Grocery Store Chain / Mass Retailer

The Great Atlantic & Pacific Tea Company (A&P) showed that relying on massive scale could push down prices while running a company profitably.

Relying on low prices A&P expanded rapidly. Early A&P stores were full-service. Shoppers, who typically arrived on foot to the neighborhood stores, would tell grocers what they wanted, and the grocers would remove it from shelves or a limited cold storage area. A&P pioneered the use of private label goods, purchasing entire shiploads of tea or trainloads of fruit, packaging the goods into their own containers, and selling it at their stores.

During WWI A&P sputtered as the US government commandeered food and transport dealing a setback but, after the war, A&P continued to expand. By 1930 A&P was the world’s largest retailer. At one point there were just under 16,000 stores.
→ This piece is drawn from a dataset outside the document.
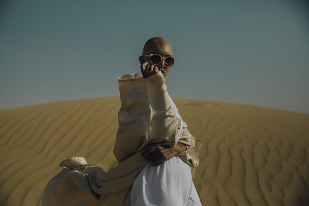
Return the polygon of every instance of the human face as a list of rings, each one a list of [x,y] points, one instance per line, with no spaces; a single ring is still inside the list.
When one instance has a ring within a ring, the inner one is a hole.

In 1946, the US Dept. of Justice used anti-collusion and market protection rules to convict the company of selling food too cheaply. By the 1950’s others started to open more modern and larger stores (A&P evolved into what today we call grocery stores later in its lifecycle).

Over time, A&P failed to keep pace. Their “professional” grocers did not like the self-serve enormous supermarkets. They had a large number of small stores but, over time, lower volume than the larger retailers.

After a long decline and two bankruptcies all stores were shuttered Dec. 1, 2015. By 2018 even the old A&P website is defunct.

While A&P thrived, they did so by continually recreating their stores.